Le chant du Zéphyr
Je suis le messager des amants, je porte les soupirs de ceux qui se lamentent
à cause de l'amour.
Je transmets avec fidélité les secrets des amoureux, et je redis les
paroles telles que je les ai entendues.
Je suis tendre aux voyageurs de l'amour. Pour eux mon haleine se
fait plus douce, et je m'épuise en cajoleries et badinages.

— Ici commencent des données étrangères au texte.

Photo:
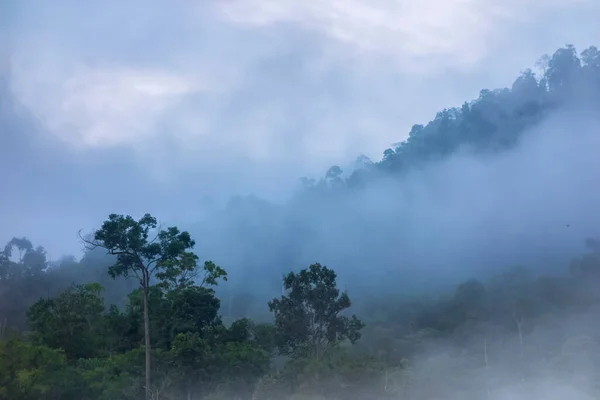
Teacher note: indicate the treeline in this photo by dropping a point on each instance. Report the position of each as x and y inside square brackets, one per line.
[90, 328]
[514, 329]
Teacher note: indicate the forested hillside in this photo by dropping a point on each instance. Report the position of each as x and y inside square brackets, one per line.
[145, 313]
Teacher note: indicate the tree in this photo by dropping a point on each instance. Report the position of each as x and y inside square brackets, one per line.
[71, 321]
[168, 257]
[307, 318]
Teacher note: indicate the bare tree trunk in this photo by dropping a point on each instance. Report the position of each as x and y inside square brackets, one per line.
[147, 337]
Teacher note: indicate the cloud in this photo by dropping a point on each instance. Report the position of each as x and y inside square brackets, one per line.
[100, 107]
[461, 32]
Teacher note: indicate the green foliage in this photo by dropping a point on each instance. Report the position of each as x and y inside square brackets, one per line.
[71, 321]
[168, 256]
[308, 318]
[31, 372]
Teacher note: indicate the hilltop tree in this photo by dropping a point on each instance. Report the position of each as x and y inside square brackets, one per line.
[168, 257]
[308, 319]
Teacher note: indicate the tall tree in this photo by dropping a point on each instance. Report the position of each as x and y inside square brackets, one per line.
[168, 257]
[307, 318]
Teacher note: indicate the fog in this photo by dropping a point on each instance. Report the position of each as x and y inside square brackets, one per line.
[468, 215]
[464, 249]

Je règle cependant ma conduite sur celle de l'amant. S'il est bon, je le caresse d'un souffle odorant ; mais s'il est méchant, je le modeste d'un souffle importun.
Si mon frémissement agite le feuillage, celui qui aime ne peut retenir ses soupirs. Et dès que mon murmure le caresse, il dit ses peines à l'oreille de
sa maîtresse.
La douceur et la tendresse composent mon essence, et je suis comme un luth parmi l'air incandescent.
Si je suis mobile, ce n'est point l'effet d'un vain caprice, c'est pour suivre mes soeurs les saisons dans leurs variations et leurs cours.
On me dit utile, alors que seulement je suis charmant. Dans la saison du printemps, je souffle du nord, fertilisant ainsi les arbres, et rendant la nuit semblable au jour.
Dans la saison chaude, je prends ma course de l'orient, pour favoriser les fruits et vêtir les arbres de leur beauté plénière.
En automne, je viens du sud, pour que les fruits, mes bien-aimés, atteignent leur perfection et mûrissent sagement.
En hiver enfin, je prends ma course de l'occident. Et de la sorte je soulage mes amis les arbres du poids fatiguant de leurs fruits, et je sèche les feuilles pour conserver la vie aux belles branches.
C'est moi qui féconde le palmier, qui révèle à l'amante les secrets du coeur qu'elle a enflammé, et c'est mon haleine parfumée qui annonce au pèlerin de l'amour qu'il approche de la tente de sa bien-aimée.